Q8: Modernizing a Primary/Worker-Node Batch Platform for Resiliency and Scalability
A legacy application with a primary server coordinating jobs across compute nodes needs a modern, resilient, and scalable AWS architecture.
Problem Info
| Domain | Design Resilient Architectures |
| Services | Amazon SQS, EC2 Auto Scaling |
| Difficulty | Medium |
Question
A company is migrating a distributed application to AWS. The legacy platform has a primary server that coordinates jobs across multiple compute nodes, and workload is variable. The company wants to maximize resiliency and scalability.
How should the architecture be designed?
Correct Answer
Send jobs to an SQS queue. Run the compute nodes as EC2 instances in an Auto Scaling group, and scale the group based on the SQS queue depth (ApproximateNumberOfMessages).
Why this is correct
The legacy design has a fatal flaw for the cloud: the primary server is a single point of failure and a fixed-capacity bottleneck — if it goes down, job coordination stops; if load spikes, there’s no elastic way to add capacity.
Replacing the primary’s coordination role with Amazon SQS removes that single point of failure: the queue is a highly durable, managed buffer that jobs are submitted to, and it doesn’t care how many producers or consumers touch it. Running compute nodes as EC2 instances in an Auto Scaling group, scaled on the queue’s backlog size, means:
- Resiliency: no single “primary” to lose — if any worker instance fails, Auto Scaling replaces it, and in-flight messages simply become visible again in the queue for another worker to pick up (via SQS visibility timeout).
- Scalability: as the queue depth grows during bursts, a scaling policy adds more worker instances; as it drains, instances scale back in — directly matching “variable workloads.”
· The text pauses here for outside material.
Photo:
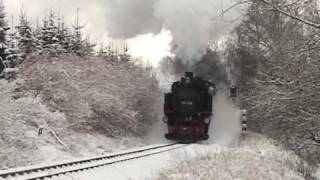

This is the canonical “decouple with a queue + scale workers off queue depth” pattern that appears throughout the SAA exam.
Why the alternatives fall short
- Replace the primary server with a larger EC2 instance (vertical scaling only) — still a single point of failure, and vertical scaling has a ceiling; it doesn’t address resiliency at all.
- Use an Application Load Balancer in front of the compute nodes, no queue — an ALB is designed for request/response HTTP traffic, not for durably buffering discrete jobs; if a burst arrives faster than nodes can process, requests are dropped or time out rather than safely queued for later processing.
- Keep a primary server but run it across two AZs with a failover standby — improves the primary’s own availability, but doesn’t fix the scalability problem of a fixed-capacity coordinator, and is more operationally complex than removing the primary role entirely.
Exam Tip
“Coordinator/primary node distributing jobs to workers” + “variable/bursty workload” + “resiliency and scalability” → SQS queue + EC2 Auto Scaling group scaled on queue depth. This pattern generalizes: whenever you see a legacy master–worker batch system being modernized, look for the answer that (1) removes the single coordinating node and (2) ties scaling directly to a queue metric rather than CPU alone.